Tēnā koutou e te whānau. In our previous posts, we explored how keeping our timber in the North allows us to build healthy homes and how healing our whānau is better than building prisons. Today, we are looking at the literal "power" behind this vision. To run a local housing factory or keep a home warm, we need energy. In this post, we look at how the North can stop buying expensive power from far away and start generating its own.

The Problem: Paying for the Long Wire

Currently, the way we get electricity is another part of the "Leaky Bucket" economy. Even though we have incredible energy resources right here in Taitokerau, we often pay some of the highest power prices in the country. This is because we are at the end of a very long wire.

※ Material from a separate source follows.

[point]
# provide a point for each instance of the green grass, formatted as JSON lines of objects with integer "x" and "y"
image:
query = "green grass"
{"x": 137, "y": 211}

The current system is built on a "Money-First" model where big gentailers (companies that both generate and sell power) focus on dividends for shareholders. We pay for the maintenance of a national grid and the profits of middlemen, even when the sun is shining on our own roofs or the heat is rising from our own ground. When a whānau has to choose between heating the house and buying healthy food, the "Mauri" (the life force) of that home is being drained by a bill.

The Proposal: Local Power for Local People

We are proposing a strategy for Energy Sovereignty. Instead of being at the mercy of a distant market, this model suggests we use the natural gifts of our region to power our own lives.